God told me what it was – although he did also volunteer that the question was very sloppily worded.

42. Drew says:

I got it! Took me 30 seconds.

43. Not enough information. It may or may not depend partly on whether Linda and/or her mother is/are (or not) members of the board, as well as duplication is allowed or required for those persons who are in more than one category.

44. I got it. Admittedly, it took me some time though. Still curious as to what role Mom plays in all this. I guess Linda is very close to her mom and shares everything with her.

45. Gail says:

this one’s got me stuck, don’t think enough information given, can’t get it at all, nice one Richard.

46. Arthur Scroggins says:

It took me 10 seconds to get the answer then 42 weeks to set up a small company, rent a photocopier, hire a lady called Linda to take over the running and produce a set of accounts.

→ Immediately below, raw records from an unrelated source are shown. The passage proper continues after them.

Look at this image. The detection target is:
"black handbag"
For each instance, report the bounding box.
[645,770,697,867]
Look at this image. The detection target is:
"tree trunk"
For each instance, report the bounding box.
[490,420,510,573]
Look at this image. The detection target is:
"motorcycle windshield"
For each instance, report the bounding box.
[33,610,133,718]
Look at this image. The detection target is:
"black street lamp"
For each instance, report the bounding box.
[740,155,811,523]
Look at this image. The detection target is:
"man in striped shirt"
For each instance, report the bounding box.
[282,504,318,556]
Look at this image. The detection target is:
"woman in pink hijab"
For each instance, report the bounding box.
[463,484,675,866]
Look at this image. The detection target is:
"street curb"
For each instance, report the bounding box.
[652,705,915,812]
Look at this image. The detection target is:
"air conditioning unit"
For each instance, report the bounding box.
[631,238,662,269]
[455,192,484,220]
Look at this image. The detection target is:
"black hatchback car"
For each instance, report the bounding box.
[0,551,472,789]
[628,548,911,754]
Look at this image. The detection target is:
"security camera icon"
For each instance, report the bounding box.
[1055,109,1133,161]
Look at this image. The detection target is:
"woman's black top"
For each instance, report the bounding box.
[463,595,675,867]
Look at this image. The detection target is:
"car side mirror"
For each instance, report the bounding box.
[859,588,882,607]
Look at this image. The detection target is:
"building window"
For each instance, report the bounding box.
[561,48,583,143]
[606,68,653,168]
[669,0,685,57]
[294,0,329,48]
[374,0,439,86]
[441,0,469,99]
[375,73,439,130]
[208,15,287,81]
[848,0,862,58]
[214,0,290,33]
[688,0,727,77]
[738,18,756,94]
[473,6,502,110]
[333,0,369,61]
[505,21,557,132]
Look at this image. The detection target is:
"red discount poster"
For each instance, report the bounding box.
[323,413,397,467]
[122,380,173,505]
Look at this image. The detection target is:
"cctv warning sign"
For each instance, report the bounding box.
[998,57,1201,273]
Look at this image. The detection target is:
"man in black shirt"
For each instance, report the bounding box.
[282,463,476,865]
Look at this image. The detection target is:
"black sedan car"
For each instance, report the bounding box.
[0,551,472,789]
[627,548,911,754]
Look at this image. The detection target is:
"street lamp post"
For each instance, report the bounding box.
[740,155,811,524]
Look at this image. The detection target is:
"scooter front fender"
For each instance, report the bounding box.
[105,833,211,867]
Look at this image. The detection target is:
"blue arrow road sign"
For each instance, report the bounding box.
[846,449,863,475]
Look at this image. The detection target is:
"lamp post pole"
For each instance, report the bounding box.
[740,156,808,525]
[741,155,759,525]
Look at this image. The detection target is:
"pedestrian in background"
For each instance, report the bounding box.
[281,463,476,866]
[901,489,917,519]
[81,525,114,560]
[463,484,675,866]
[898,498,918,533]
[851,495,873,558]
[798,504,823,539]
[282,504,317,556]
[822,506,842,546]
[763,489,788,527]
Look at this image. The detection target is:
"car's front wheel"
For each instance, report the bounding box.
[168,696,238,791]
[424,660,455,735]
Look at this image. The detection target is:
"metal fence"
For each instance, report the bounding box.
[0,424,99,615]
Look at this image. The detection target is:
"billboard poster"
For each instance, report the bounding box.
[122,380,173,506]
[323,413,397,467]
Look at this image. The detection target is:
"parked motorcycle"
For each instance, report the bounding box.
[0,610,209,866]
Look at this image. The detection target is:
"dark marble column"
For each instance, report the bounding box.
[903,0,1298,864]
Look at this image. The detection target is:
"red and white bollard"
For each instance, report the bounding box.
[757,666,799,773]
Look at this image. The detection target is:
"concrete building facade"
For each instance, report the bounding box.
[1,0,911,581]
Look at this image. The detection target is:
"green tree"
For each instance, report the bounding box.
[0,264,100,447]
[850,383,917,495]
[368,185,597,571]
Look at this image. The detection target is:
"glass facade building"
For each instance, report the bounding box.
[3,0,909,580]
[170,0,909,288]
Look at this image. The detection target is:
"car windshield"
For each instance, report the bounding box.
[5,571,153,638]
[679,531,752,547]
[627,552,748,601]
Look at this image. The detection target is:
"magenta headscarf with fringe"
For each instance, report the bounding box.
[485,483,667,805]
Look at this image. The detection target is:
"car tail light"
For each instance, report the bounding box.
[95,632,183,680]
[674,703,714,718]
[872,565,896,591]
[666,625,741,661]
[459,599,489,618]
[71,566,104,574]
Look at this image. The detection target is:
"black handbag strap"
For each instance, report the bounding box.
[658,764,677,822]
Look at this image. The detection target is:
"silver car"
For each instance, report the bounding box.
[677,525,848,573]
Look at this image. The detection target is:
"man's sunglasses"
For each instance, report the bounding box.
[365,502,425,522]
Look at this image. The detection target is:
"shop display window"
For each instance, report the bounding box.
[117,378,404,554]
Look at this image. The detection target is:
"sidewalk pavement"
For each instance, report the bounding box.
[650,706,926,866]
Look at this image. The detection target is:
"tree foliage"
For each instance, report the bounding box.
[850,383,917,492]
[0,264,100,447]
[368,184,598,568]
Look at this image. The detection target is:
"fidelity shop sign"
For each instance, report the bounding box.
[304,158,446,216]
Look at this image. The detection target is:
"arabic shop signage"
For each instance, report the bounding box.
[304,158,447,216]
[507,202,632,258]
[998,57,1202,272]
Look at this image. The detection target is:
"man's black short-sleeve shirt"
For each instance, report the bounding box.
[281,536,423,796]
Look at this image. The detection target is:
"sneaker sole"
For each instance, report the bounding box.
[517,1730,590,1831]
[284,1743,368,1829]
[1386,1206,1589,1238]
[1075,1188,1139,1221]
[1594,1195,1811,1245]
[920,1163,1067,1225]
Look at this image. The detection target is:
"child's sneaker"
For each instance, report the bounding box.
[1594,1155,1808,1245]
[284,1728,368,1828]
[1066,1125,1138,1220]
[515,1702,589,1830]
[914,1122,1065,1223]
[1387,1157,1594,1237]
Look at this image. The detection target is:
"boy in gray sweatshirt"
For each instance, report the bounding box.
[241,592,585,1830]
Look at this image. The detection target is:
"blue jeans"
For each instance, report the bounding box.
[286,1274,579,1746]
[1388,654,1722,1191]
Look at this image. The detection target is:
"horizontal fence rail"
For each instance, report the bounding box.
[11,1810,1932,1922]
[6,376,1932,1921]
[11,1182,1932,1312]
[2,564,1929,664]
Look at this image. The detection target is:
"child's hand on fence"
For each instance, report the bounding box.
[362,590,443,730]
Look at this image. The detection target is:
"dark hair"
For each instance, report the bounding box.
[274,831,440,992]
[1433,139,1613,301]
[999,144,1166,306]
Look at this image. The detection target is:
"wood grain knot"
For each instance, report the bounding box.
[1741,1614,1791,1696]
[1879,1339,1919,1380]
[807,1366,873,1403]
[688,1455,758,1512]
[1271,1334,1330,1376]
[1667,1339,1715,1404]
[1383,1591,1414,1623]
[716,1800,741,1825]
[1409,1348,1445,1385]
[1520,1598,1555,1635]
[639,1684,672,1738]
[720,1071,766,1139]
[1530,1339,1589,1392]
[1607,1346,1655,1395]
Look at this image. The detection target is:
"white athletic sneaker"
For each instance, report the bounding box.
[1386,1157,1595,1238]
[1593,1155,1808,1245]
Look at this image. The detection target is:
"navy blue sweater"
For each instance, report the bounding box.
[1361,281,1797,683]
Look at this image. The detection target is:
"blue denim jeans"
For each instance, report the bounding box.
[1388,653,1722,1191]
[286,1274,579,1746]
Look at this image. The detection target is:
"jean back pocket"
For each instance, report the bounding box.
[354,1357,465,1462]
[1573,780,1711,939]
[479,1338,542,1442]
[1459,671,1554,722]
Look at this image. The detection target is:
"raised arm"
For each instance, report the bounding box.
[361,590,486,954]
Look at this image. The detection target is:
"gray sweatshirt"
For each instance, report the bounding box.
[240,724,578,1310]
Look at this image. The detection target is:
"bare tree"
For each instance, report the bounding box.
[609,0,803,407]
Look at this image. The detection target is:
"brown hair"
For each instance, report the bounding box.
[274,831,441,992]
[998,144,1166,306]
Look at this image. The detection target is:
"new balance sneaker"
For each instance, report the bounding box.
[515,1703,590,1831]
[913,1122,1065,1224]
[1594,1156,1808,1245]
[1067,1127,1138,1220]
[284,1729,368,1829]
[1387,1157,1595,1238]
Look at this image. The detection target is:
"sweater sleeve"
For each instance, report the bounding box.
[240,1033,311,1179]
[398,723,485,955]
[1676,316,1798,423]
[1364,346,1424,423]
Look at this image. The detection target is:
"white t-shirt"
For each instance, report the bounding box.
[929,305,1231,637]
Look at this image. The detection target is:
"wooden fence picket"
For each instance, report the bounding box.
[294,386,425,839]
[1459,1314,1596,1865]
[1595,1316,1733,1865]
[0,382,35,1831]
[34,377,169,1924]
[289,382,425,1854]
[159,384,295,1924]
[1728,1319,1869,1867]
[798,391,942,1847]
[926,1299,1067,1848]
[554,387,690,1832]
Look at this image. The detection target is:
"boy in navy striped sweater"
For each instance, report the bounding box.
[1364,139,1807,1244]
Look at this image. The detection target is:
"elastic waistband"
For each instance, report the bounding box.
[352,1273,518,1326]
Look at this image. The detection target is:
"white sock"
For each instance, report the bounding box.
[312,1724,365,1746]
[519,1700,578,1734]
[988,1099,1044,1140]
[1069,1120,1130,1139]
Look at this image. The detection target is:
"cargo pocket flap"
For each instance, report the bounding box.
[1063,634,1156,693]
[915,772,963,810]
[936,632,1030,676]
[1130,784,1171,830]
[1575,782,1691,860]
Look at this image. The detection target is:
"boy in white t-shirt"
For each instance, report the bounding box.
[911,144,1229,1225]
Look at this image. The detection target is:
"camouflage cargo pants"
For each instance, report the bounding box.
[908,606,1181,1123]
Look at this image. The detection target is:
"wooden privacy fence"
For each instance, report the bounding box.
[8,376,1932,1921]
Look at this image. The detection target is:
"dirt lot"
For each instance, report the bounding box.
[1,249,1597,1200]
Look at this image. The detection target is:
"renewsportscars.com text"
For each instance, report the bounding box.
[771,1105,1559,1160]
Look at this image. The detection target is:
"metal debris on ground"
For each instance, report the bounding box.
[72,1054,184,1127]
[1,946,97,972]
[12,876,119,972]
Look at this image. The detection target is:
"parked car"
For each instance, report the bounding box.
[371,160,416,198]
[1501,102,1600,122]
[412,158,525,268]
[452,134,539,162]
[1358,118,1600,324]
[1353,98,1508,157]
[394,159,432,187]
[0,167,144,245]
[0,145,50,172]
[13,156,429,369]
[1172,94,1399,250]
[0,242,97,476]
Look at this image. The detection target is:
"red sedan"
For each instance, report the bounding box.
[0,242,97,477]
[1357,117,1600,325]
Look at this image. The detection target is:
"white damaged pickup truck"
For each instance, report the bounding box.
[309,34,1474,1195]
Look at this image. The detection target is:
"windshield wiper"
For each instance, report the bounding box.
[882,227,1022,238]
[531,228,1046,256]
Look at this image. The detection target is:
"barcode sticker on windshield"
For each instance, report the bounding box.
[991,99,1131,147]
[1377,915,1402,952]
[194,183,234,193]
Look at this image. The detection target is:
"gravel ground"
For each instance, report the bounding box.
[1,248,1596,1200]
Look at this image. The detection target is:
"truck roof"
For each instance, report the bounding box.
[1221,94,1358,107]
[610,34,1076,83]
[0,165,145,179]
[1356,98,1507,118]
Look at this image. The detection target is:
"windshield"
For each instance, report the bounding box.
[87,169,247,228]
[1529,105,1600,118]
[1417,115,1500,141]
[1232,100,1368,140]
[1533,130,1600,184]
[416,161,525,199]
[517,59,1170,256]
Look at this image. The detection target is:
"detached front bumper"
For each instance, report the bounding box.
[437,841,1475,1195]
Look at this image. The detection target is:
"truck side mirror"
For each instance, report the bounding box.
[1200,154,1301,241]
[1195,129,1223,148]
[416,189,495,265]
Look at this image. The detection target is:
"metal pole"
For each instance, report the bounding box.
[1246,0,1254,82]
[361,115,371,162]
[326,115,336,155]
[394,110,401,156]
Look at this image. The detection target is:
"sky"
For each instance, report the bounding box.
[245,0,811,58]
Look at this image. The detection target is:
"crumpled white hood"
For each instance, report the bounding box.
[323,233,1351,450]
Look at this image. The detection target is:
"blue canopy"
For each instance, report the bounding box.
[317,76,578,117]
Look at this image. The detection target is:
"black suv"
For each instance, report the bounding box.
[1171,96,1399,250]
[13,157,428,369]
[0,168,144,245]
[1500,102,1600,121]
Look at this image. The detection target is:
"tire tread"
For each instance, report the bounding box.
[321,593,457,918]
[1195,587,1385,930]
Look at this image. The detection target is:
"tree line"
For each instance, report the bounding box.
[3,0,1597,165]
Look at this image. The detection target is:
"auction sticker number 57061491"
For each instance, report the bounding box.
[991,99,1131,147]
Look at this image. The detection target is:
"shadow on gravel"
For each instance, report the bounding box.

While it proved I had the correct answer, sadly I had to let Linda go when it became clear she was passing confidential accounts information to her mother. Without her leadership the sales dropped and the company went into liquidation. The photocopier, a really good model capable of a page a second, was one of the first assets to go.

I am now 147,000 GBP in debt and classed as bankrupt. I will see you in court Mr Wiseman!

1. Anders says:

🙂

2. Mort Canard says:

Probably hired the wrong Linda.

47. Mort Canard says:

Took me about 10sec to recognize the equation. Took about 2 min to grind out the numbers fair and square. “Modestly sized boardroom” would seem to preclude a 169 member board of directors. No?

48. Took me a second to collate my thoughts. Plus I had to calculate non-board members, but I did that first. (obviously I’m not a cryptic crossword fan).

49. Is there a bonus for guessing the name of the director and the director’s relationship to the company secretary?
If so make that about 2 minutes all up.

50. This threw me at first because a) I’m really bad a arithmetic – I used to be practically innumerate although, weirdly I was good at statistics, algebra, calculus, trig and geometry. So I didn’t immediately know which numbers 169 was divisible by and b) I wasted several minutes what relevance was of it taking 11 minutes – was this a clue? Was it playing on the double meaning of, ‘minutes’ so that eleven ‘minutes’ were handed out to the board? No, that was just meant to confuse. Once I’d decided that the time was irrelevant (annoyingly!) and used my calculator to find that 169 was divisible by 13 the answer was obvious.